On release, the album was received favorably by the majority of music critics, although it was criticized for being too commercial. This was a departure from the band's early arena rock roots and opinions became much more negative in subsequent decades. Regardless of the criticism, Small Change became Prism's most commercially successful studio album on the Billboard 200 and it was their first and only album to the make the Top 100. The lead single, "Don't Let Him Know", inspired by the Kim Carnes song "Bette Davis Eyes", was written by Jim Vallance, using his real name instead of the pseudonym Rodney Higgs that he used on previous Prism studio albums, and Bryan Adams. It became Prism's first and only Top 40 hit in the US and went on to peak at number one on the Billboard Mainstream Rock Tracks chart in 1982. It stayed in the charts for just over four months. The follow-up single, "Turn On Your Radar", was their fifth and final single to chart, peaking at No. 64 on the Billboard Hot 100. Small Change went on to achieve Gold status in Canada (in excess of 50,000 copies sold).

==Cover artwork==
The album cover depicts Norman Rockwell's 1954 painting, Girl at Mirror. Additionally, the single releases of the songs "Don't Let Him Know" and "Turn On Your Radar" used the same image of the painting.

==Background==
As the band were thinking about recording their follow-up to the poorly received commercial disappointment Young and Restless in December 1980, Ron Tabak was fired. Various reasons have been cited, including his conflicts with other band members, several run-ins with the law and/or a lack of songwriting ability. A new lead vocalist Henry Small was brought in and the new four-piece line-up (Small/Mitchell/Harlow/Norton) recorded the album Small Change in the summer of 1981, which was released later in the year. Keyboardist John Hall departed the band early on during the sessions for the album.

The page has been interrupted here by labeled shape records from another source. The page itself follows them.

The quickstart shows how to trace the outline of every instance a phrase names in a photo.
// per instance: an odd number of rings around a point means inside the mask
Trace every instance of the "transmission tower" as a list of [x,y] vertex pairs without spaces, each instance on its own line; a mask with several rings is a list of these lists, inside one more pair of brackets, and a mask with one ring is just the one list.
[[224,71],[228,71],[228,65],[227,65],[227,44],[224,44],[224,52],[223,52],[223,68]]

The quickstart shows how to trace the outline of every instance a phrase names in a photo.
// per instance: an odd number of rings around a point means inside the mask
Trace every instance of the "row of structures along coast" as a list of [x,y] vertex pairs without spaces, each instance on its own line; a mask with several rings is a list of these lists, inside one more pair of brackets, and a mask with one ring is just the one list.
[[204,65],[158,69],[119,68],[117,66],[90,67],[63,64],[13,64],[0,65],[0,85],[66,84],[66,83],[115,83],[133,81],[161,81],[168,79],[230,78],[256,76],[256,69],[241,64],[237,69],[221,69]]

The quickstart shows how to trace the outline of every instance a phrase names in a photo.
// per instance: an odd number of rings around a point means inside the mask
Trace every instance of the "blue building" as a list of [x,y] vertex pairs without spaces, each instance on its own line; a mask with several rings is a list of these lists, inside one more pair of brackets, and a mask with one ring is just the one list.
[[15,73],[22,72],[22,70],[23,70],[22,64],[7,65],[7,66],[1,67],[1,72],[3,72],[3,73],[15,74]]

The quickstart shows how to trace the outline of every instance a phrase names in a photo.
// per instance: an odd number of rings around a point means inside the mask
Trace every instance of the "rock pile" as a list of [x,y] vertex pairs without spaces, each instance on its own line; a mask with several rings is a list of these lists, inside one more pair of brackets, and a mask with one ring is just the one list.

By the beginning of 1982, Mitchell, Harlow and Norton had left Prism. With Mitchell's departure, Prism now had no original members left.

==Critical reception==

Reviewing retrospectively for AllMusic, critic Mike DeGagne wrote of the album "Prism substituted its vigorous rock & roll sound for a more refined blend of soft rock amiability, which paid off to some extent." He added that "The vocals are toned down, the extravagance of the horns and synthesizers are absent and the songs reflect a more adult-oriented feel."

Professional ratings
Review scores
| Source | Rating |
| AllMusic | Star |

==Track listing==

Side one
| No. | Title | Writer(s) | Length |
|---|---|---|---|
| 1. | "Don't Let Him Know" | Bryan Adams; James Vallance; | 3:09 |
| 2. | "Turn On Your Radar" | Morgan Walker | 3:14 |
| 3. | "Hole in Paradise" | Henry Small; Lindsay Mitchell; | 3:25 |
| 4. | "Rain" | Davitt Sigerson; Ned Albright; Odette Springer; | 4:05 |
| 5. | "When Will I See You Again" | Small | 3:35 |

Side two
| No. | Title | Writer(s) | Length |
|---|---|---|---|
| 6. | "Heart and Soul" | Bruce Turgon | 3:35 |
| 7. | "Stay" | Adams; Vallance; | 3:31 |
| 8. | "When Love Goes Wrong (You're Not Alone)" | Small | 3:30 |
| 9. | "In the Jailhouse Now" | Jimmy Rodgers | 3:03 |
| 10. | "Wings of Your Love" | Small | 3:41 |
| Total length: |  |  | 34:48 |

==Personnel==
Credits are adapted from the Small Change liner notes.

Prism
- Henry Small – lead vocals
- Lindsay Mitchell – guitar
- Rocket Norton – drums
- Al Harlow – bass guitar

Additional musicians
- Jimmy Phillips – keyboards
- Randy Hansen – guitar
- Norton Buffalo – harmonica
- Alvin Taylor – drums, percussion
- Reggie McBride – bass guitar
- Don Francisco – backing vocals
- Shirley Matthews – backing vocals
- Paulette Brown – backing vocals
- Cleopatra Kennedy – backing vocals

Production and artwork
- John S. Carter – producer
- Warren Dewey – engineer
- Roy Kohara – art direction
- James O'Mara – photography

==Charts==

| Chart (1982) | Peak position |
|---|---|
| US Billboard 200 | 53 |

==Certifications==

| Region | Certification | Certified units/sales |
| Canada (Music Canada) | Gold | 50,000^{^} |
^{^} Shipments figures based on certification alone.